JuliaAI / ScientificTypes.jl

An API for dispatching on the "scientific" type of data instead of the machine type
MIT License
96 stars 8 forks source link

Towards a more efficient `schema` methods for row-based tables #127

Open ablaom opened 3 years ago

ablaom commented 3 years ago

The issue has been raised that schema, applied to a table, currently has to concretely manifest each column, as way of extracting it's scitype, which for row-based tables is inefficient. The reason for the current implementation is that, in general, the column element scitype cannot be inferred from column element machine type.

Here are some details so that someone interested can explore a workaround, which I think is certainly possible.
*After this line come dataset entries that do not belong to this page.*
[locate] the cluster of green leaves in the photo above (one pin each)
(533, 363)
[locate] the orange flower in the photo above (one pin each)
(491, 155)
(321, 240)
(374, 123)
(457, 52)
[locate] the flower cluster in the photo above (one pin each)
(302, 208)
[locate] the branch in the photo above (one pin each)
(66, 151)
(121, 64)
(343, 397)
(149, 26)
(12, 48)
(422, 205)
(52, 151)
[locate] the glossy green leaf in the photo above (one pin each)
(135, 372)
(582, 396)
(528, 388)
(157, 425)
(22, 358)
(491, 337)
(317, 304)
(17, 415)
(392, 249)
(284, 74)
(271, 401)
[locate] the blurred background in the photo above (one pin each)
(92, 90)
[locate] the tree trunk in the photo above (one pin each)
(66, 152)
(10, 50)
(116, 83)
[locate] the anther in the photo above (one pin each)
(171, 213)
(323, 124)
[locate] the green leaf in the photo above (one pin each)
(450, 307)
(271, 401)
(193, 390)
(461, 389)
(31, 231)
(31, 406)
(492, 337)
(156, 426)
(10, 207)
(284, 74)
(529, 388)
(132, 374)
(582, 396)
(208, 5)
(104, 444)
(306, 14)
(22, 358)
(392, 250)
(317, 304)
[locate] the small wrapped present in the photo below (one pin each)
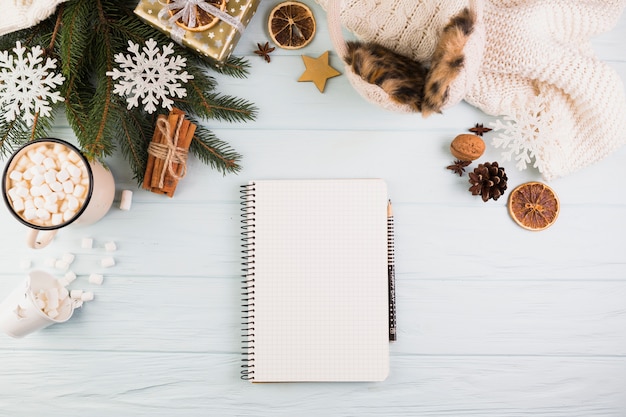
(210, 27)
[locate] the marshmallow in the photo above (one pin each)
(37, 173)
(52, 313)
(69, 276)
(96, 279)
(68, 257)
(63, 175)
(18, 205)
(61, 264)
(107, 262)
(87, 296)
(15, 175)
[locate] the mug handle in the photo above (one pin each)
(37, 239)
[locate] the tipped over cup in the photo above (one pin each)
(35, 304)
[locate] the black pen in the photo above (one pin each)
(391, 273)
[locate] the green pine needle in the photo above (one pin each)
(84, 36)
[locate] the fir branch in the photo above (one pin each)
(84, 36)
(238, 67)
(208, 105)
(132, 133)
(215, 152)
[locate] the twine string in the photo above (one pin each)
(169, 151)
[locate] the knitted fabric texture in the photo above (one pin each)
(22, 14)
(539, 52)
(536, 55)
(410, 28)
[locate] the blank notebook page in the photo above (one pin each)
(320, 272)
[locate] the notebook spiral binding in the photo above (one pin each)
(247, 237)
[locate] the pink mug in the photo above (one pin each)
(49, 184)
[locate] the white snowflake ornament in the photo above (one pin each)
(27, 84)
(530, 132)
(150, 75)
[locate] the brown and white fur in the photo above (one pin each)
(408, 81)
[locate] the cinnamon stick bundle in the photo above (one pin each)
(167, 153)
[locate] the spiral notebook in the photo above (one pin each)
(315, 280)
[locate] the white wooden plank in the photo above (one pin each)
(487, 317)
(100, 384)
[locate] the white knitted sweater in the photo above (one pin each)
(537, 55)
(22, 14)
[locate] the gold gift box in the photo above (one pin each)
(217, 42)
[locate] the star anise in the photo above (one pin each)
(479, 129)
(458, 167)
(264, 51)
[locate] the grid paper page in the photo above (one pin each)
(321, 304)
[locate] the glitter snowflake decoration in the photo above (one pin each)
(150, 75)
(28, 84)
(527, 133)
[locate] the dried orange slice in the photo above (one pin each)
(534, 206)
(291, 25)
(204, 20)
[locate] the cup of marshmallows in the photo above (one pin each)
(49, 184)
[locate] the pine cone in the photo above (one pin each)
(488, 180)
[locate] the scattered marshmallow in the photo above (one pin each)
(96, 279)
(107, 262)
(87, 296)
(68, 258)
(86, 243)
(61, 265)
(127, 200)
(70, 276)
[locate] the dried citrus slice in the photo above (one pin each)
(204, 20)
(534, 206)
(291, 25)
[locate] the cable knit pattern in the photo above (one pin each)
(543, 49)
(410, 28)
(533, 50)
(23, 14)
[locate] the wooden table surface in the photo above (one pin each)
(493, 320)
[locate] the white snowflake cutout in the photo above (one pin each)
(526, 132)
(27, 87)
(150, 75)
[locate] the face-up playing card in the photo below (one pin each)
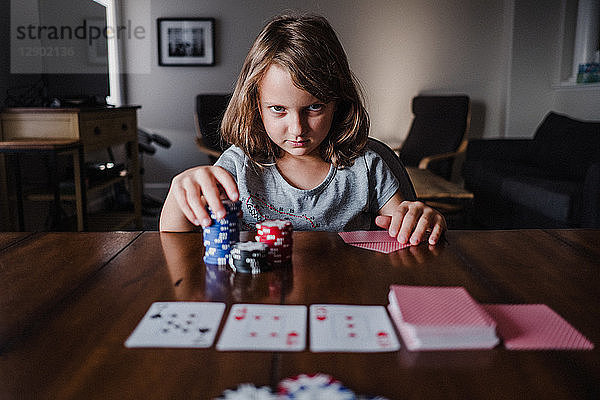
(178, 324)
(347, 328)
(264, 327)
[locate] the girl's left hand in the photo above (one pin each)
(411, 222)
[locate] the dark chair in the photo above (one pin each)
(550, 181)
(438, 133)
(210, 109)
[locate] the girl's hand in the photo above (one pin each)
(189, 194)
(411, 222)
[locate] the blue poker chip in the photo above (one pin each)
(222, 234)
(216, 260)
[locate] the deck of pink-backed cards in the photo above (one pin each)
(448, 318)
(535, 327)
(373, 240)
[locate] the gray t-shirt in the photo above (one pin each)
(348, 199)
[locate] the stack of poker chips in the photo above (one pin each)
(277, 234)
(249, 257)
(222, 234)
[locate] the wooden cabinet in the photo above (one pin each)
(93, 129)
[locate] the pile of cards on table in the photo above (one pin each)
(266, 327)
(448, 318)
(438, 318)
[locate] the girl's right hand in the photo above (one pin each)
(189, 194)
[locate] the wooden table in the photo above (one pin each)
(68, 301)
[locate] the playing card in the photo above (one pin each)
(535, 327)
(366, 236)
(382, 247)
(373, 240)
(178, 324)
(264, 327)
(349, 328)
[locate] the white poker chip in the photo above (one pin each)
(252, 246)
(318, 386)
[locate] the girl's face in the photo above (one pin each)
(295, 120)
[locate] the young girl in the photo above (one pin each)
(298, 130)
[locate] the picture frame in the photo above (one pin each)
(186, 41)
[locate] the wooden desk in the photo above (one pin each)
(68, 301)
(94, 128)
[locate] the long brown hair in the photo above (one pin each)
(308, 48)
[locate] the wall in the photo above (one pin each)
(538, 63)
(397, 49)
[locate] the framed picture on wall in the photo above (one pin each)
(186, 41)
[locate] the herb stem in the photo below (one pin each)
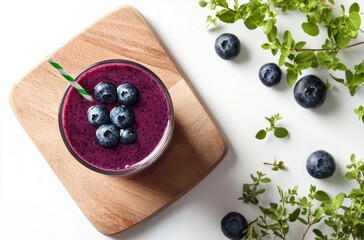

At present (and this might change) the only time the scitype of an array A cannot be determined from the machine type is if

eltype(A) <: CategoricalArrays.CategoricalValue    

This is because the scitype depends on: (i) whether or the pool is ordered, and (ii) the number of levels. Neither of these are in the machine type - they must be extracted from an instance. However, it is safe to assume that all elements have the same scitype, because it is very unusual for an array to have inhomogeneous pools (the CategoricalPool contains the order/levels information). Indeed, CategoricalArrays goes to great lengths to ensure creating of such arrays is difficult. Under this assumption, one can therefore compute the scitype of A by looking at just the first element (which for Tables, means looking just at the first row).

cc @OkonSamuel

ablaom commented 3 years ago

@OkonSamuel